A UK doctor’s medical registration has been reinstated after it was initially withdrawn when she was found guilty by a criminal court jury of gross negligence manslaughter of a young patient.
This case raises the issue of who should decide, and in what way, doctors are sanctioned for errors in the workplace. Dr Hadiza Bawa-Garba was a competent and committed doctor who made a serious mistake on one occasion in a seriously flawed hospital environment. It’s a positive message for young doctors everywhere that a person such as Dr Bawa-Garba has a road back from a tragic mistake. None of us is immune from errors. The difference for doctors is that theirs can lead to deaths.
What happened?
In February 2011, Bawa-Garba was a junior doctor who was completing her fellowship in paediatrics. She’s of Nigerian descent and had graduated in medicine from Leicester University in 2003. She had returned to practise at the Leicester Royal Infirmary after 15 months of maternity leave.
Bawa-Garba was not familiar with the Children’s Assessment Unit of the Infirmary that received patients from the Accident and Emergency Department and direct referrals from GPs. Its role was to assess, diagnose and treat children, or admit them to the Paediatric Intensive Care Unit.
On 18 February 2011, six-year-old Jack Adcock was unwell. Jack had a complicated medical history, having been born with a hole in the heart and Down syndrome, he required long-term medication and he was susceptible to coughs, colds and breathlessness. In the past he had had pneumonia.
His mother took him to the GP as he had been vomiting during the previous night and had diarrhoea. His breathing was shallow and his lips were blue. The GP referred him to the Children’s Assessment Unit where he was seen by Dr Bawa-Garba. For both it was to be a disastrous interaction.
At about 10.45am Bawa-Garba ordered a battery of tests, including blood and blood gases and a chest x-ray, which was not undertaken until 12.01pm. She ordered Jack be given fluids (but not antibiotics) and he responded positively. She was reassured. His blood gas tests, when done a second time at 12.12pm, were better and heading back toward normal levels.
The computers at the hospital were down and the ward was busy. Bawa-Garba did not receive the chest x-ray results until 3.00pm. She had not actively chased them up. They showed it was not a case of gastro, as she had suspected, but that Jack had pneumonia. His blood test results showed he had a Group A Streptococcal infection.
She prescribed antibiotics, which were administered at 4.00pm and he was moved onto a ward. While Jack was on the ward, his mother administered his usual dose of daily medication, contrary to doctor’s orders. That probably did not help, but the die had been cast.
At 4.30pm, Bawa-Garba spoke to the senior consultant who arrived on the ward for the routine handover. She did not urge him to examine Jack himself, so he did not do so. She also did not show him the blood gas results, but she did explain her treatment plan without raising concerns about Jack. She told him Jack had improved. She spoke to him again two hours later.
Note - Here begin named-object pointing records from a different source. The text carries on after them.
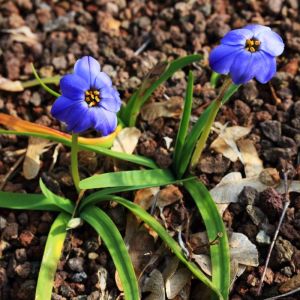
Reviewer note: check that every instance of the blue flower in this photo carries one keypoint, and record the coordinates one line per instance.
(88, 99)
(247, 53)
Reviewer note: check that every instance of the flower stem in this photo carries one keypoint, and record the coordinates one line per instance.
(217, 103)
(74, 161)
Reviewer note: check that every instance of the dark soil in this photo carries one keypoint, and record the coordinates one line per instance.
(112, 32)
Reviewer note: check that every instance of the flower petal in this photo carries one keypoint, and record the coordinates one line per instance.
(222, 57)
(103, 120)
(73, 87)
(237, 37)
(243, 67)
(78, 119)
(87, 68)
(257, 29)
(60, 107)
(102, 80)
(267, 66)
(111, 103)
(271, 43)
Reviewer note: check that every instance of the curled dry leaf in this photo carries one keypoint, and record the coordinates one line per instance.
(171, 108)
(10, 86)
(242, 252)
(23, 35)
(253, 164)
(36, 147)
(177, 282)
(155, 285)
(225, 143)
(232, 184)
(169, 195)
(126, 141)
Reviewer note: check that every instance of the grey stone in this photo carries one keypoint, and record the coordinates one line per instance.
(76, 264)
(272, 130)
(256, 214)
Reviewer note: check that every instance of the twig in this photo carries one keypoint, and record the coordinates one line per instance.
(285, 207)
(11, 171)
(143, 47)
(286, 294)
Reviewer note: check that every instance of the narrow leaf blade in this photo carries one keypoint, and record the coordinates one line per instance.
(219, 252)
(27, 201)
(52, 254)
(184, 123)
(63, 203)
(158, 228)
(102, 194)
(116, 247)
(130, 112)
(136, 159)
(128, 178)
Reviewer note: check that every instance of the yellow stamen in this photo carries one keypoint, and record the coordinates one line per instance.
(92, 97)
(252, 45)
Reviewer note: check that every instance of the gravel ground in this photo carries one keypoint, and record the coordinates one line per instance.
(129, 38)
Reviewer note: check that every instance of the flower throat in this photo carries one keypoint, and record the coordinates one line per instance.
(92, 97)
(252, 45)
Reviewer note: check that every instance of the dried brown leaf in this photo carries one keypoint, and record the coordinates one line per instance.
(225, 143)
(169, 195)
(252, 163)
(31, 165)
(171, 108)
(10, 86)
(232, 184)
(126, 141)
(23, 35)
(155, 285)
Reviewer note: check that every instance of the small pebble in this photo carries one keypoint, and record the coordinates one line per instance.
(76, 264)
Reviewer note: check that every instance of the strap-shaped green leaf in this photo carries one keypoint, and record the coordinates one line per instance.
(185, 120)
(136, 159)
(96, 196)
(131, 111)
(219, 251)
(112, 238)
(193, 136)
(31, 202)
(63, 203)
(52, 254)
(159, 229)
(128, 178)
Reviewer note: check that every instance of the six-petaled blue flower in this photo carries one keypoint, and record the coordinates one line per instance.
(247, 53)
(88, 99)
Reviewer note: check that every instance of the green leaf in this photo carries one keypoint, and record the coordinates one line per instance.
(159, 229)
(194, 135)
(102, 194)
(52, 254)
(191, 141)
(112, 238)
(184, 123)
(214, 78)
(131, 111)
(219, 252)
(63, 203)
(136, 159)
(47, 80)
(28, 202)
(128, 178)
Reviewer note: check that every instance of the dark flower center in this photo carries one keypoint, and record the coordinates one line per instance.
(252, 45)
(92, 97)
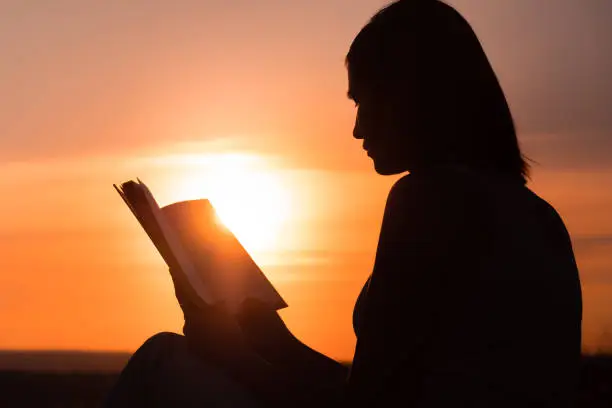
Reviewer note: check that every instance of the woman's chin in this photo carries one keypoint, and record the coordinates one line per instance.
(388, 167)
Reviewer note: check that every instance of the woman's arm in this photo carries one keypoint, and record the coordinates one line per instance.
(417, 245)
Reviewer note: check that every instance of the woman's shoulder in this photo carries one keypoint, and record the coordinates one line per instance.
(439, 189)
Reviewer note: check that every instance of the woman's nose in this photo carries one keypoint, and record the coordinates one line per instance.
(357, 133)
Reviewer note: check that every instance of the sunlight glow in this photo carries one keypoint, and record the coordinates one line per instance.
(250, 198)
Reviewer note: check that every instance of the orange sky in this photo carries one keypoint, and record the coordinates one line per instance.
(95, 93)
But by 7.46pm the sepsis from which Jack was suffering as a result of the pneumonia resulted in organ failure, including heart failure. Efforts were made to resuscitate him. They were confused for about a minute by a mistaken belief on the part of Bawa-Garba that Jack was subject to a not for resuscitation order. While it was a concerning error, it did not make a difference to the clinical efforts. He died at 9.20pm.
The consequences for Dr Bawa-Garba
An inquest was promptly convened and expert evidence suggested the care given to Jack by both Bawa-Garba and a nurse was inadequate and complacent. But it was apparent from the outset there were many systemic issues that had contributed to what had happened.
The hospital was dependent on agency nurses, the recording of patient observations by the nurses was grossly deficient and the computer systems were not working properly on the day. Bawa-Garba was only just back from maternity leave and not familiar with the hospital’s processes, and she was tired and over-stretched, like many junior doctors. She was asked to work a lengthy, almost double shift. She was not assertive with the experienced consultant who came to the ward at handover, and he did not examine Jack himself.